Despite Lakedema’s admonitions and her insistence that she and Isaac could not leave me, at least not while I was alive, I did not see either of them the next day. As much as I wanted to feel like things were back to normal, nothing felt the same. I kept looking over my shoulder or staring for several minutes at whatever I was holding in my hand.
I was moving slowly and at times I felt the need to observe my steps, watching my feet land and confirming contact with the ground.
“What the hell is wrong with you?” asked Morey.
I shrugged and mumbled, didn’t really answer because everything I might say was so far from the truth I knew I wouldn’t get away with it and Morey would ask another question.
“Forgot my fucking phone,” I said.
It was a long day on what was for the set decorators a complicated location shoot. After a few hours, I fell into the routine of the job and for a few minutes here and there I did forget about Max, the blue lady, and the giant tiger.
Morey did not forget that I had shrugged him off. He waited until the day was winding down.
“You gonna tell me or what?” he asked.
I stuck to the truth. “I don’t know what to tell you, Morey.”
“What? It’s a woman?”
“There’s a woman involved.”
“Well that’s a damn slippery answer. Sounds like a woman and she’s got a man and he’s not you.”
“Yeah? Well, damn the luck. But that ain’t it. I know you, Squid.”
Morey gave me the nickname, Squid, not long after I came to work for him because I could do many things at once. Most people just called it multi-tasking. Morey, who would focus on one thing at a time until his eyes burned a hole through it, called me Squid instead.
“Morey, look, when I tell you I don’t know what to tell you, that’s the truth.”
“Alright. Whatever it is, what are you going to do about it? You know, if nobody is going to die you might be twisting those panties of yours for no good reason.”
Morey was working the needle, pushing me to spill. This is how he cared and I knew he wouldn’t let it go.
“I’m not sure I can do anything about it. I don’t think I’m the right person.”

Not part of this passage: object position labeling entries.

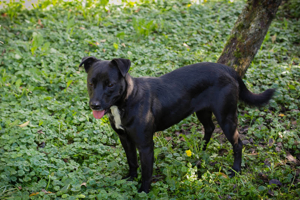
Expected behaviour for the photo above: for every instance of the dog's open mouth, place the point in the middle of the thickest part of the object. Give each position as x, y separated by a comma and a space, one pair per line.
98, 114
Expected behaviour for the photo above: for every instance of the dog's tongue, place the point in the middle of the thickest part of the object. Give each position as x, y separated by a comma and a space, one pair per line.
98, 114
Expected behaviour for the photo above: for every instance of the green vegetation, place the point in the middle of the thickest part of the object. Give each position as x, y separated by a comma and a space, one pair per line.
52, 147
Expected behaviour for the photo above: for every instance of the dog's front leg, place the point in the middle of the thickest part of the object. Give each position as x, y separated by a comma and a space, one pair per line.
147, 159
130, 150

I was sitting on a sofa, or what Morey called a sofa. I called it a couch and this was a couch in a driveway. All around us an outdoor location set was being torn down. Morey and I were there to protect the “precious bits,” set decoration that couldn’t easily be replaced, at least in our minds. For most people, any cast iron skillet would do. For Morey and me, if the movie was set in 1955, it had to be a vintage Griswold or Wagner skillet, even if the camera never rested on it for even a moment.
It was hot, one of those Los Angeles nights designed to remind the inhabitants that they were living in a desert near the sea and it was, underneath all the asphalt and glass, a precarious existence.
“The ocean is a lie,” I said, and was surprised to hear the words. What was I talking about? It was something my dad used to say. It meant that you could die of thirst on the ocean. It meant that things were not always what they seemed.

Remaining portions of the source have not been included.